Step 2: Accept Model License

  1. Go to: https://huggingface.co/Qwen/Qwen2.5-Coder-7B-Instruct
  2. Click "Agree and access repository" if prompted
  3. Accept any terms/conditions

Step 3: Login with HuggingFace CLI

On Thor:

huggingface-cli login

When prompted: - Paste your token (input will be hidden) - Say Yes to "Add token as git credential?"

This will: - Save token to ~/.cache/huggingface/token - Store token in git credential manager (persists across sessions) - Mount token into vLLM container automatically

Verify authentication:

huggingface-cli whoami
# Should show your username

Step 4: Run vLLM Setup

Now just run the setup script - it will detect your saved token:

./scripts/setup_vllm_thor.sh

The script will automatically: - Check for saved token in ~/.cache/huggingface/token - Mount the HuggingFace cache directory into the container - Pass HF_TOKEN environment variable if set

If you need to use a temporary token for one session:

export HF_TOKEN="hf_your_token_here"
./scripts/setup_vllm_thor.sh

Note: This token won't persist after closing your terminal. Use huggingface-cli login for permanent setup.

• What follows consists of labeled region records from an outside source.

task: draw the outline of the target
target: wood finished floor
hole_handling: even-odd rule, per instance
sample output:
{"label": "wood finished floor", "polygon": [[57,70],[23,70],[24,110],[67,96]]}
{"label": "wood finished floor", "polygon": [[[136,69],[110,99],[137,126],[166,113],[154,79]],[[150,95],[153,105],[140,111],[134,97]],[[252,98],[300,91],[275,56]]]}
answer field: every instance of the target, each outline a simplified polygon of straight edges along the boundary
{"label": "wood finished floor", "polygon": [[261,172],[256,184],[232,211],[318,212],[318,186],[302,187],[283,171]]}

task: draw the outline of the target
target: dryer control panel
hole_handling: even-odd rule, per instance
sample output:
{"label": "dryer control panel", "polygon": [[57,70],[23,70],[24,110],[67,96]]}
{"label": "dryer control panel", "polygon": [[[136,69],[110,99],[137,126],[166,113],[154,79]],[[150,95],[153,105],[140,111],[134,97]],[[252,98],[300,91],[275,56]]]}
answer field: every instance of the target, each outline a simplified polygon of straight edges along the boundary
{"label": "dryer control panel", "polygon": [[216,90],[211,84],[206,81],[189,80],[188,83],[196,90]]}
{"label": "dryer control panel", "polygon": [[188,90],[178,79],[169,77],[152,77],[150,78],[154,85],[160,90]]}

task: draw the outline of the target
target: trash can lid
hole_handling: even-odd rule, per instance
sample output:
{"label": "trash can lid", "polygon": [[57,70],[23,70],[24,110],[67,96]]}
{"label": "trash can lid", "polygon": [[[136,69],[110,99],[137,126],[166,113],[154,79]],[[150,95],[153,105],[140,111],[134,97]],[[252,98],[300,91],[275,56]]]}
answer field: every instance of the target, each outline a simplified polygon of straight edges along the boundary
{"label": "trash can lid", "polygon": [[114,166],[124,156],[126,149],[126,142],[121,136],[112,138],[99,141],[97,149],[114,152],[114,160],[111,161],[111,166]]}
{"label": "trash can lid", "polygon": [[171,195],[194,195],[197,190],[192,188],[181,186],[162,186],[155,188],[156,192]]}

Alternative Models (No Auth Required)

If you want to skip authentication, try these public models:

Microsoft Phi-3.5-mini (3.8B)

MODEL="microsoft/Phi-3.5-mini-instruct"
  • No authentication required
  • Smaller, faster
  • Good for coding

TinyLlama (1.1B)

MODEL="TinyLlama/TinyLlama-1.1B-Chat-v1.0"
  • No authentication required
  • Very fast, minimal memory
  • Good for testing

Meta Llama 3.1 (8B) - May require auth

MODEL="meta-llama/Llama-3.1-8B-Instruct"
  • Requires Meta license acceptance
  • General purpose, good quality

Quick Test

To verify your authentication works:

# Check who you're logged in as
huggingface-cli whoami

# Test downloading the model
huggingface-cli download Qwen/Qwen2.5-Coder-7B-Instruct --repo-type model
# Should start downloading without 401 errors

Troubleshooting

"Token is already saved" message

If you see this when running huggingface-cli login:

A token is already saved on your machine. Run `hf auth whoami` to get more information

You're already authenticated! Just run the vLLM setup script.

Container can't access token

If vLLM container shows 401 errors even after login:

  1. Check token file exists: bash ls -la ~/.cache/huggingface/token

  2. Verify token in environment: bash echo $HF_TOKEN

  3. Try setting explicitly: bash export HF_TOKEN=$(cat ~/.cache/huggingface/token) ./scripts/setup_vllm_thor.sh

Git credential helper not working

If token doesn't persist after login:

# Configure git to store credentials
git config --global credential.helper store

# Then login again
huggingface-cli login

Use Phi-3.5-mini - No auth needed, good quality, smaller/faster:

  1. Edit scripts/setup_vllm_thor.sh
  2. Change line: MODEL="microsoft/Phi-3.5-mini-instruct"
  3. Run: ./scripts/setup_vllm_thor.sh

This will work immediately without any HuggingFace setup!

Summary

Best Practice: 1. Run huggingface-cli login (one time setup) 2. Accept "Add token as git credential" (persists forever) 3. Run ./scripts/setup_vllm_thor.sh (uses saved token automatically)

Token is stored in: - ~/.cache/huggingface/token - Main token file - Git credential store - Backup via git credential helper - Container gets access via volume mount: -v "$HOME/.cache/huggingface:/root/.cache/huggingface"